Выбрать главу

После смерти шефа все ожидали, например, что, возглавив кафедру, он, Каретников, прежде всего сделает что-то такое, чтобы сохранить память об Александре Ивановиче. И хотя это желание сотрудников, для которых шеф был кумиром, полностью совпадало с его собственным, непритворным желанием, Каретникову, вопреки своему представлению о способах сохранения этой памяти, пришлось тем не менее прибегнуть еще и к внешнему обозначению его приверженности покойному шефу, чего бы по личному своему разумению о должном он делать не стал. Гораздо труднее было сохранять память об Александре Ивановиче, продолжая общее направление его работ, но это бы и заметить было труднее, чем те многочисленные портреты Александра Ивановича, которые, как уступку общественным ожиданиям, Каретников, верно угадав и на этот раз, велел развесить и в своем кабинете, и в ординаторской, и в лаборатории, и в коридоре на мужском отделении, и в коридоре на женском, и в учебном классе.

Смешно и несколько обидно было наблюдать, что именно вот такой несложный жест всех сразу же полностью удовлетворил, а застенчивый, маленького росточка Иван Фомич, в недавнем прошлом правая рука шефа, ближайший его помощник уже в те далекие времена, когда Каретников только пришел в аспирантуру, растроганно принялся его благодарить за эти портреты, косноязычно, как всегда, путаясь в словах и смущенно краснея.

Насколько все-таки непредсказуема человеческая благодарность и неожиданны резоны ее... То, что он, Каретников, всегда — и устно, и письменно — ссылался на работы покойного шефа, что он, по сути, давал теперь его идеям новую жизнь — все это воспринималось на кафедре, пожалуй, с меньшей признательностью, чем портреты, с которых Александр Иванович смотрел на всех, выставив свою тяжелую, как у бульдога, челюсть.
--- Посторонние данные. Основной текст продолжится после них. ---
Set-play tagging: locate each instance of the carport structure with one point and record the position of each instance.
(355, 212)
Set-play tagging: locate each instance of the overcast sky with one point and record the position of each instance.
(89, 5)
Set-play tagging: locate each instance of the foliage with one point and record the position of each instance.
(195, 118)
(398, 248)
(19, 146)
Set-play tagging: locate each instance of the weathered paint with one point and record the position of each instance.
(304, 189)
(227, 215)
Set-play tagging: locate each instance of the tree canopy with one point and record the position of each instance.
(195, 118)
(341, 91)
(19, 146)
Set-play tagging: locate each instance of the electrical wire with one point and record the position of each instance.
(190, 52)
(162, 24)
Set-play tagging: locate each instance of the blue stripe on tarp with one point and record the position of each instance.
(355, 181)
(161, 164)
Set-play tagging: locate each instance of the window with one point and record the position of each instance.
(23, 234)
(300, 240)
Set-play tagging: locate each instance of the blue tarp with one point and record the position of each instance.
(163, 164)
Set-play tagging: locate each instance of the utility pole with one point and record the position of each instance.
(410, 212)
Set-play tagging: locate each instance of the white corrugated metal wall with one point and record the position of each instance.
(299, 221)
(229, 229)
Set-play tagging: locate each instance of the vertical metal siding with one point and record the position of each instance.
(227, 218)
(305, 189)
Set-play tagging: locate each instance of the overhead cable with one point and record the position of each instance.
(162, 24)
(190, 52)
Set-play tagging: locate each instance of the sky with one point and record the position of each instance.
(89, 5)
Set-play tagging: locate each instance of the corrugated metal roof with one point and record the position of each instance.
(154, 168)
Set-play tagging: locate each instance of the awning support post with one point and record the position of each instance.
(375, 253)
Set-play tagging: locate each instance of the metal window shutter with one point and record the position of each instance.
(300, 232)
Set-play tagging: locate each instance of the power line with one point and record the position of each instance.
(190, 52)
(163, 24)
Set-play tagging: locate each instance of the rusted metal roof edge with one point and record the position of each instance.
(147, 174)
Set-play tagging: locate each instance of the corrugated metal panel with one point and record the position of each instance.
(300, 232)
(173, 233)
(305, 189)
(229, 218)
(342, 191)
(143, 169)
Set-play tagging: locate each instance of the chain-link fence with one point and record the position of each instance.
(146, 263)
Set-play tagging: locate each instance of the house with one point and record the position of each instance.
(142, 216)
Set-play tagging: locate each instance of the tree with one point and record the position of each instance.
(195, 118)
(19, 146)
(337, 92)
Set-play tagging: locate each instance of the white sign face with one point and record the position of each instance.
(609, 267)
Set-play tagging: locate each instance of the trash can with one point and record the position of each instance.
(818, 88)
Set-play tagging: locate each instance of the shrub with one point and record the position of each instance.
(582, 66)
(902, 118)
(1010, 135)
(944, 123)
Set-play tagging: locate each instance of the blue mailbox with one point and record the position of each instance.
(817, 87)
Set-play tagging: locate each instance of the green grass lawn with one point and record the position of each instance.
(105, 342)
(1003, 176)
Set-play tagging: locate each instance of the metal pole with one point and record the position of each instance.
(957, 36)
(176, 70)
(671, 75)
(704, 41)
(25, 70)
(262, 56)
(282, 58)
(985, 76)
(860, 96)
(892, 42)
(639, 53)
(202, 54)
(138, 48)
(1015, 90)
Бесспорно, шеф был незаурядной личностью. Воспитанник детдома, сын подзаборного алкоголика, он в совершенстве четырьмя языками владел; лауреат и заслуженный деятель науки, он принципиально не защищал никаких диссертаций — мог позволить себе и такую роскошь, потому что ученые степени ему присуждались по совокупности и значимости его работ; «Фауста» и «Евгения Онегина» наизусть цитировал страницами, к разговору какому-нибудь, просто к слову; на его лекции врачи со всего города сбегались, чего уже нигде давно не бывает; независим был до... до того, что и теперь, спустя три года, им всем это расхлебывать приходится.

Очень высокое начальство совершенно благожелательно, исходя из лучших побуждений, как-то спросило, посетив его клинику: дескать, что же он все на мышах да на кроликах свои замечательные опыты проводит? Ладно, пусть не очень умно было спрошено, но имелось-то в виду совсем не обидное: мол, не сдерживает ли его научные масштабы — особенно перед лицом заграницы, где он хорошо известен, — такая мелкая живность? Другие, менее заслуженные, уже вот на обезьян перешли... Тут бы не лезть на рожон — может, иногда больше мужества в том, чтобы как раз промолчать, — тут бы ему заверить, растроганно поблагодарить за внимание и заботу, что-то бы, воспользовавшись расположением, пока для кафедры выпросить — дополнительные штаты, помещения, еще что-нибудь, — а он вдруг взвился, выставил надменно свою знаменитую челюсть, массивную, как у Черчилля на фотографиях, и ответил: а я на слонах не умею эксперименты ставить, да и держать их тут негде, потолки низкие.

Ректор, сопровождавший начальство, наверно, тут же лишнюю седую прядь схлопотал, а кафедра еще долго после этого именинниками ходила, так всех и распирало от гордости за своего шефа.

Когда Андрей Михайлович рассказал дома об этом случае, только мама и поняла его. А отец, весело рассмеявшись, одобрительно повторял: «Молодец! Какой, однако, молодец!»

Что ж, может, такая независимость Александра Ивановича и выглядит привлекательно, но это — в литературе да на школьных уроках, а в жизни, обыкновенно, в нашей повседневности... Хотя говорить об этом с отцом было всегда бесполезно: он обнаруживал какое-то наивное, прямо-таки детское непонимание того, что литература все-таки еще не сама жизнь, а всего-навсего одна из человеческих условностей, пусть и необходимых, и правильных, и возвышающих нас, но чтобы свою ежедневную жизнь к ней приноравливать...

Возможно, шеф и не очень зависел от начальства, зато мыши и кролики — зависели. В результате: вивария на кафедре не стало — с них-то прежде всего и начали, когда централизацию затеяли, — должность лаборантки немедленно сократили, и теперь ему, Каретникову, приходится тратить уйму времени и сил, чтобы восстановить то, что было утрачено благодаря одной хлесткой и всем тогда симпатичной фразе Александра Ивановича.